Once your hair is not terribly matted, detangling shouldn’t be hard once you have a conditioner with loads of slip. You don’t know what slip is until you have found it lol. Also conditioner doesn’t have to be the only thing you can use. Try these:

  • Leave in used for detangling
  • Mixing conditioner with oil (coconut, olive oil..)
  • Slippery elm
  • Marshmallow root



Even if you have your detangling method down there is nothing you can do but be patient. Detangling will always take time. If you are using a comb work your way from the ends and work your way up slowly to the roots. Don’t force the comb through. If you’re using your fingers start parting from the roots and section slowly. I have found that this method works well for me and I have high density, thick strands.

Don’t overdo it

Depending on how you choose to detangle you could be just be causing more tangles. If you are finger detangling know that you can’t get all the tangles and shed hairs out. Even if you think you  can, I am pretty sure if you pass a comb through your hair, you will still find shed hairs and tangles. If you are finger detangling then using a comb, there is no need to spend up to 2 hrs detangling.

Try different methods

Try wet or dry detangling before and after washing with different tools. Something is bound to work.

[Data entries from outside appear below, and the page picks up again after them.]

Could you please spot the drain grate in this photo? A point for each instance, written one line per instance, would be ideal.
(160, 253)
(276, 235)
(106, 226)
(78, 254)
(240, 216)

Last but not least I am going to be honest and tell you that you probably are going to experience breakage when you do or try these new methods. What I mean is that no one just gets it. They went through loads of breakage trying new products and new methods before they could have arm pit or waist length hair and at that stage they still get breakage. Don’t feel bad if you do, you just work at it and try different things and most important pay attention to how your hair is responding.


As always have a happy and healthy hair journey.